Tired, I wanted to go to sleep, but people kept coming in the room. My sister's husband, wearing a horribly loud Hawaiian shirt. I swore at him. I did not mean to. Words kept coming out of my mouth, as if all the pain had been stored up into expletives. Mother and father poked their heads around the door. I crawled back in the bed, my feet scrabbling against the sheets. Underneath me everything was wet. Blood was beginning to crust over my thighs and make my skin stiff. I felt curdled.

They took me back up to the ward. I was blurred. Some women said “Congratulations,” I just looked at them. I wanted to lie down. I wanted a cuddle. I wanted Matt. The baby was put into a fish tank and wheeled to the side of my bed. She was quiet. I sat propped up staring at her. “My baby, this is my baby.” She moved her head. Her hand was jammed up against her face. I pulled the covers down and looked at her body. Her legs wiggled. Her big toes stretched out from the rest of her feet. Pink. I touched the top of her thigh. Soft. My baby. I did not understand how this thin thing had come out of me. One minute we were fucking, the next he was in prison and a whole other human being was here.

Suddenly I was surrounded by nurses. They hauled me to my feet. A wheelchair arrived. I was taken to the bathroom. Shaking. Everything shaking. In the shower. Water. They peeled my gown off me. Cool water. Hot between my legs. I looked down. Blood pooled at my feet in large clots and angry streaks. I was crying. A nurse had hold of me, around the waist. She was stroking my hair. “I want Matt. Where is he? I want my husband.” I crumpled. They could leave me in the shower, on the floor, with the tiles. No more. Nothing else left to give. Empty. Soft belly. Something had left me.

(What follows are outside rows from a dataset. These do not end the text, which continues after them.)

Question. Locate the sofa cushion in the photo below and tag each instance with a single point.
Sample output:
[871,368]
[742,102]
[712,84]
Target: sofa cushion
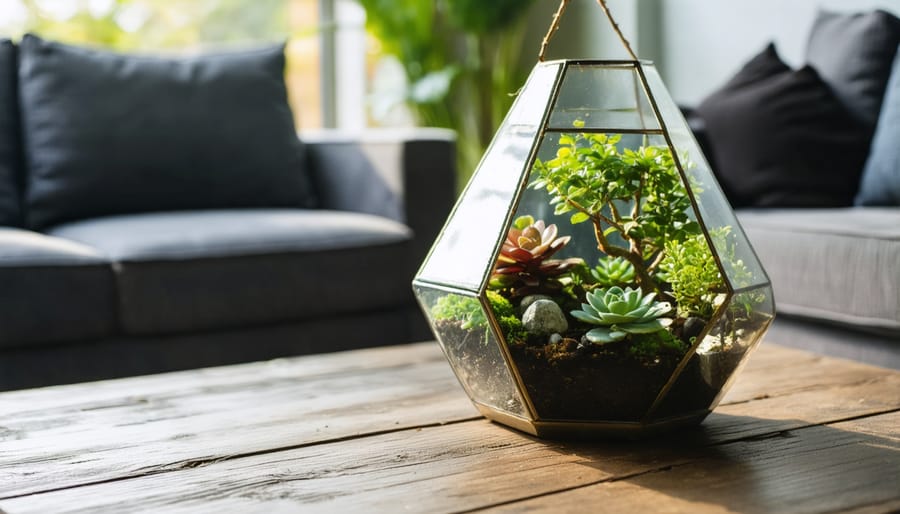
[10,158]
[52,290]
[853,54]
[837,265]
[881,174]
[107,133]
[780,138]
[190,271]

Matron walked in, all breasts and navy blue. “Now now, perfectly understandable. You're not the first woman to have a baby and you won't be the last. Stand up so we can wash you. There's a girl. Legs straight. Lean against the wall.” I could feel her hands on me. “The special soap nurse, the lavender one. That's right. We've got you. That's right. That's right. Let it out.” She was in the shower with me, getting wet, keeping me standing. “It's alright. You'll see. It'll be alright.” She wrapped me in a big towel. I slumped down into the wheelchair. She pulled my head onto her chest. “A good night's sleep. It'll all look different in the morning.”